Decentering Syndication or, a Push Away from RSS
Jim Groom,
bavatuesdays,
September 21, 2013
RSS pulls content from other sites into yours (or into your feedreader). Decentering syndication pushes content from your site into other sites. The most common forms of this are cases where the content is pushed into a social network like Twitter or Facebook (you can see an example with the @OLDaily Twitter feed). In this post Jim Groom describes push syndication plugins for WordPress, which use XML-RPC to send content from one WordPress site to another. In both cases the objective is the same: to reduce dependence on a single site, to distribute content, and to create a network of interactions.

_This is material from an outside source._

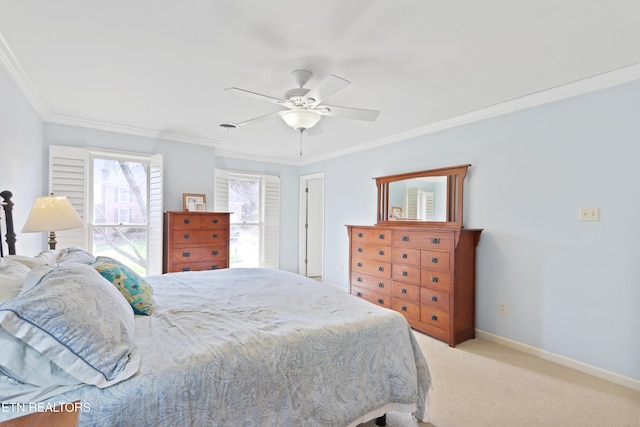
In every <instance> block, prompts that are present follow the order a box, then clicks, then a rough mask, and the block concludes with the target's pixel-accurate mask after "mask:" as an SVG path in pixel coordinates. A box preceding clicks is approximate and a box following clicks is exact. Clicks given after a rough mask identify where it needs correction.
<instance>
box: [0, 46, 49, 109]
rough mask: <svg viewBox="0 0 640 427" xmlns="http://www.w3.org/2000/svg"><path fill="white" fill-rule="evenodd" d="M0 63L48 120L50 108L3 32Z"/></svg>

Just a Reflektor: a virtual projection with Canada's Arcade Fire
Aaron Canada,
Official Google Canada Blog,
September 21, 2013
It bothers me that this site is for Chrome only but I am nonetheless enthusiastic about the potential for an interactive web it demonstrates. You allow the video to use your camera and you sync it with your mobile phone, and then you control the video (which interweaves video from your camera as well) with your phone (or your mouse, if your phone doesn't work, as mine didn't (it asked for a 'faster web connection' but my phone was on high speed WiFi in my home, so I assume what it really wants is my phone's mobile provider signal, for tracking). There's also a technology page that "lets you create, edit and share your own visual effects using footage from the film."